Monday, April 25, 2016

Reviewing the Mail: Week of 4/23

I've long since run out of clever ways to open this weekly post, and of excuses why it's the only thing I can manage to post these days. So pretend one or the other of those is in this space.

These two books came in my mail last week, sent by the vast publicity machine that makes American book publishing such a hugely profitable and culturally central industry today. (My sarcasm is not aimed at publicists, in case you're wondering -- they do their job very well.) I haven't read them yet, but here's what I can tell you.

Over Your Dead Body is the fifth novel by Dan Wells about John Wayne Cleaver, a young man clinically a sociopath and deeply worried he will become a serial killer. Luckily, or perhaps unluckily for John, he lives in a world where a secret group of "demons" -- humans who thousands of years ago gained supernatural powers and immortality but became obligate predators on normal humans -- are alive and active in his near vicinity. So far, he's been able to channel his homicidal tendencies in that direction, but killing anyone isn't exactly good for his stability and control. Cleaver narrates all of these books in the first person, and it's a great, conflicted, compelling voice -- I've read and deeply enjoyed the first four books. (See my big review of the original trilogy and my slightly less massive review of the fourth book, The Devil's Only Friend.) Dead Body continues from the ending of Only Friend, and is a Tor trade paperback, available everywhere on June 16th.

The other book I have is a "light" novel, which is a publishing category -- not really a genre, more a style or type of story that can run in several genres -- in Japan, which (at least from this side of the Pacific) seems to roll up into the manga/anime/merchandise media empire world, often serving as a test-bed for concepts that then become eight other media properties. (But I also think light novels are at least mildly author-driven -- they are novels, written by single people, telling stories they want to tell. So the transmedia stuff comes later, for the successful ones.) Anyway, Kazuma Kamachi created a successful series, which has turned into several other things along the way.
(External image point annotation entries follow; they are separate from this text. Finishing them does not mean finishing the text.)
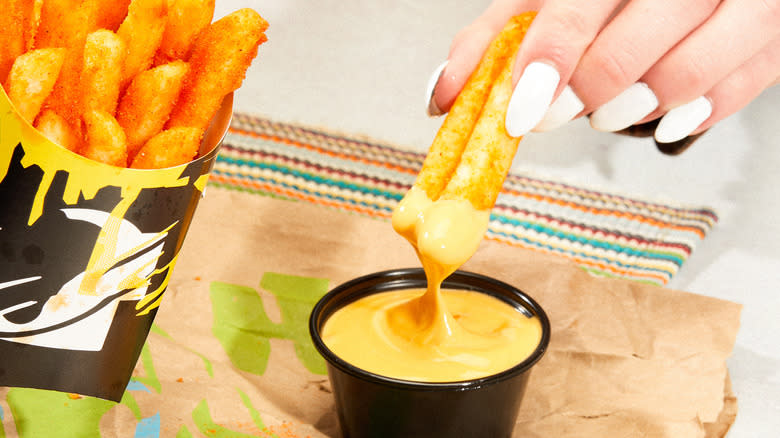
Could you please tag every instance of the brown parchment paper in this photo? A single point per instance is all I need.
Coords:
(626, 359)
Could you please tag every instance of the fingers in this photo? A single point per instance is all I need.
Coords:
(560, 34)
(732, 35)
(725, 98)
(466, 51)
(614, 61)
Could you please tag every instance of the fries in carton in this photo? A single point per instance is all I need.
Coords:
(93, 213)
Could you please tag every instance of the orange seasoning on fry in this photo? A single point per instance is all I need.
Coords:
(436, 335)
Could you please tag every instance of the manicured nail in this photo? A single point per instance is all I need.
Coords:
(430, 104)
(627, 108)
(680, 122)
(563, 109)
(531, 98)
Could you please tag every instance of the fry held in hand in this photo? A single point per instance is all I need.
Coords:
(148, 103)
(169, 148)
(220, 57)
(447, 210)
(32, 79)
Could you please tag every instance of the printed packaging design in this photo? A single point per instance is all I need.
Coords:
(86, 253)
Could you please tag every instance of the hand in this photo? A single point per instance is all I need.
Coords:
(624, 62)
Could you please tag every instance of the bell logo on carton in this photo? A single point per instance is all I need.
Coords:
(86, 253)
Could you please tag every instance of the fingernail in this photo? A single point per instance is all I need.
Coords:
(430, 104)
(563, 109)
(680, 122)
(531, 98)
(627, 108)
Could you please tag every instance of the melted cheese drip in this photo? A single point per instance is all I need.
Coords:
(434, 335)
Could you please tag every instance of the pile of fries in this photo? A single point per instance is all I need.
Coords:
(130, 83)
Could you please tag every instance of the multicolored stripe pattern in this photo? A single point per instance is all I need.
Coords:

But it started as a light novel, and here's the latest one to be translated into English: A Certain Magical Index, Vol. 7, with illustrations by Kiyotaka Haimura. The series is usually a magical-school story, but this particular volume seems to be mostly about nuns and their missing magical book (nuns are horrible at library organization, I'm sorry to say), which the series hero needs to retrieve to save the world or pass his Retrieving Magical Books course, or something like that. This is a Yen Press paperback, and you should be able to get it right now.